È stato inoltre ampiamente dimostrato quanto l’area risenta di contaminazioni inquinanti non solo di tipo acustico. Data la difficoltà a dimostrare la correlazione tra le armi utilizzate (si pensi a quelle che prevedono il decadimento radioattivo del più banale Uranio, fino ad arrivare alla potenza del Thorio, con conseguenti sviluppi di nanoparticelle) e i relativi danni provocati alla salute umana (con conseguenti numeri esponenziali di patologie tumorali), non stupisce quanto la tutela del patrimonio naturale, in un simile contesto passi in secondo piano. Sarebbe necessario aver chiaro in mente il concetto di devastazione provocato nell’ambiente dal costante attacco bellico, che riproduce su piccola scala le attuali dinamiche osservabili in tutte le aree di guerra in atto sul pianeta. Essere colonia NATO comporta dei rischi davvero spropositati, ma pochi stipendi ai militari e piccoli oboli per il fermo pesca sembrano essere sufficienti a placare il diritto di esistere delle genti presenti sul territorio e a promuovere la spinta all’estinzione della specie umana oltre che a quella faunistica in questo angolo di mondo.

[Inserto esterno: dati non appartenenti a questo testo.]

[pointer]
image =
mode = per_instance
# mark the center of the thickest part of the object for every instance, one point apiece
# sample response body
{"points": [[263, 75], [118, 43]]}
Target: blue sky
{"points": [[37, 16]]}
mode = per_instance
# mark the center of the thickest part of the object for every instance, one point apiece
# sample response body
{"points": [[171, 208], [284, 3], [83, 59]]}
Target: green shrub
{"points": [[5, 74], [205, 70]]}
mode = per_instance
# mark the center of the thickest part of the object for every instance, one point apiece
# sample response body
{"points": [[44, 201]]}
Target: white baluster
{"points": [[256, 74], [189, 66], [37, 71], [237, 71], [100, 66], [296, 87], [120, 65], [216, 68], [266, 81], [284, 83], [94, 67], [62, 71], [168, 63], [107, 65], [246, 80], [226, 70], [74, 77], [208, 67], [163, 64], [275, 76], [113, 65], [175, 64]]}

Ritornando al fenomeno di avvicinamento animale alle aree antropizzate, è auspicabile arginare la problematica più a monte, magari attraverso la manutenzione dei punti di ristoro e abbeveramento e prevedendo reti di recinzione lungo il perimetro dell’area in cui le creature del bosco devono vivere.

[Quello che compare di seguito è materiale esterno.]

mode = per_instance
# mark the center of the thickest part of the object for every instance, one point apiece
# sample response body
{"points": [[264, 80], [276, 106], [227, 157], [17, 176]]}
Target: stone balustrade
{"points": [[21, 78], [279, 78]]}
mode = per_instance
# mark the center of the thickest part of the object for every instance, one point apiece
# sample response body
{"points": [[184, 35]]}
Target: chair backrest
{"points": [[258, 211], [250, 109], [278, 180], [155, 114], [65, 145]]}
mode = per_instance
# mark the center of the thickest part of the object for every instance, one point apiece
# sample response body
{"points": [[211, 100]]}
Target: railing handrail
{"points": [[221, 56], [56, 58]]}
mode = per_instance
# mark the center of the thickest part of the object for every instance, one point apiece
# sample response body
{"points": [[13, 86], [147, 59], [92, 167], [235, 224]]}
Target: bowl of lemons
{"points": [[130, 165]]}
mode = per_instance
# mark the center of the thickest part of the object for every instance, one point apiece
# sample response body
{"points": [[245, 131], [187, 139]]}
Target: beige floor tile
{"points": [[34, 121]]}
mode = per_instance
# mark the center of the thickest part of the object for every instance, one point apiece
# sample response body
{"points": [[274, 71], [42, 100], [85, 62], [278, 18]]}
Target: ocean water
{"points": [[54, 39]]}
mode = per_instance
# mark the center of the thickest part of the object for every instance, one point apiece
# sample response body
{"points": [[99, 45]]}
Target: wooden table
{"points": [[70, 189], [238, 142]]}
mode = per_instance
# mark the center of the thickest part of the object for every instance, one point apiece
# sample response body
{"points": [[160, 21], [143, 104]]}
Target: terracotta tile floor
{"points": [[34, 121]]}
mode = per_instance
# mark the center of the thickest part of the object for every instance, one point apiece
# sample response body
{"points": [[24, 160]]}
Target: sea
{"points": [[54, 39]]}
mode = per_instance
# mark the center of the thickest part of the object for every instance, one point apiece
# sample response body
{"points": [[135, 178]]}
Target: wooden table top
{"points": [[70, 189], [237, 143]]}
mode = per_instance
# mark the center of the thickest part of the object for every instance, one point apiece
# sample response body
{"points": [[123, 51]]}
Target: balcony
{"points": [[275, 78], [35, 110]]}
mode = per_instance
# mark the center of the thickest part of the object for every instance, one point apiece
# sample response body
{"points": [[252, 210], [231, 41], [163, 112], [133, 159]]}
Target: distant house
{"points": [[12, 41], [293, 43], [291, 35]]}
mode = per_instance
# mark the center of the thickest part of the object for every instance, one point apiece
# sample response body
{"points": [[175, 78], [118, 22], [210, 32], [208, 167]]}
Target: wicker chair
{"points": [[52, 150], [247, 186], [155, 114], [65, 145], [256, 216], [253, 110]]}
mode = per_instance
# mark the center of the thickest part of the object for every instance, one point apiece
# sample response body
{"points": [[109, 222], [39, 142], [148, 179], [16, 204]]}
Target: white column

Inoltre, riversandosi in branco lungo la strada statale 195, i cervi possono costituire un pericolo per gli automobilisti e sarebbe opportuno prevenire, anziché adottare misure emergenziali successive, che andrebbero a discapito degli animali.

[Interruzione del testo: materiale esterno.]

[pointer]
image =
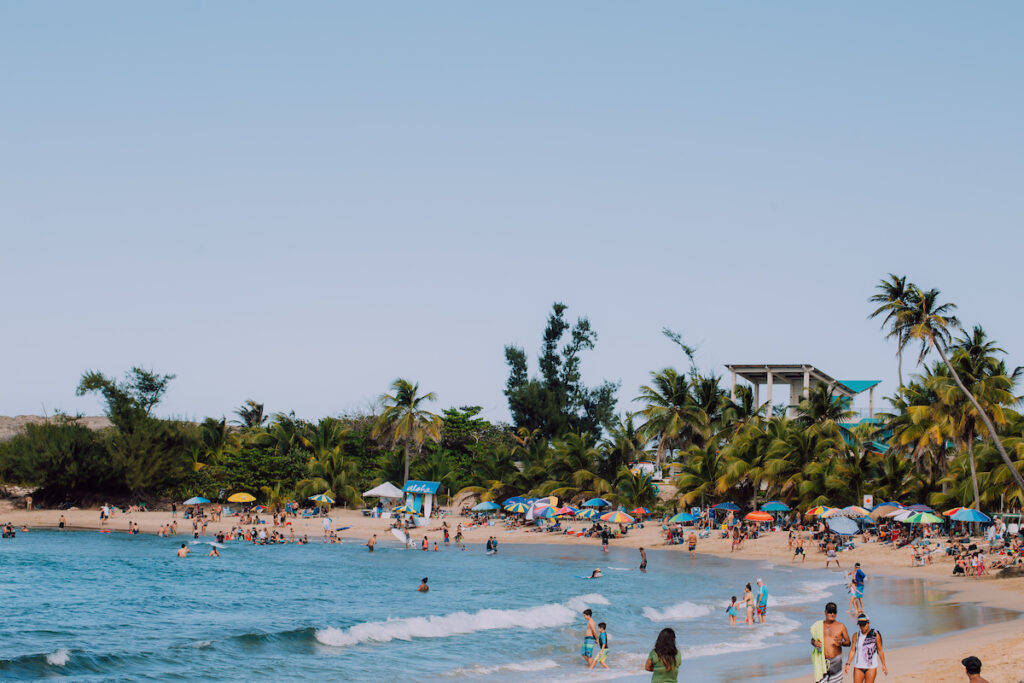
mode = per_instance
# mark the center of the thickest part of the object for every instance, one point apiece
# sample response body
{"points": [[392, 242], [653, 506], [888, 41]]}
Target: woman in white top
{"points": [[866, 652]]}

Il cervo è da sempre emblema di mitezza, capace di suscitare nell’osservatore sentimenti di tenerezza, e volendo andare più indietro nei tempi il cervo è sempre stato soggetto prediletto dei nostri antenati, prezioso testimone adornante le pareti rupestri di diversi siti archeologici.
Protomi di cervi ornano navicelle nuragiche dell’VIII – VI sec. a.C. e spade votive della stessa epoca, con stilizzate figure di cervo, venivano offerte alle divinità. Continui l’uomo a essere promotore di bellezza e a preservare la vita sul pianeta, non si incarni più il moto “homo hominis lupus”!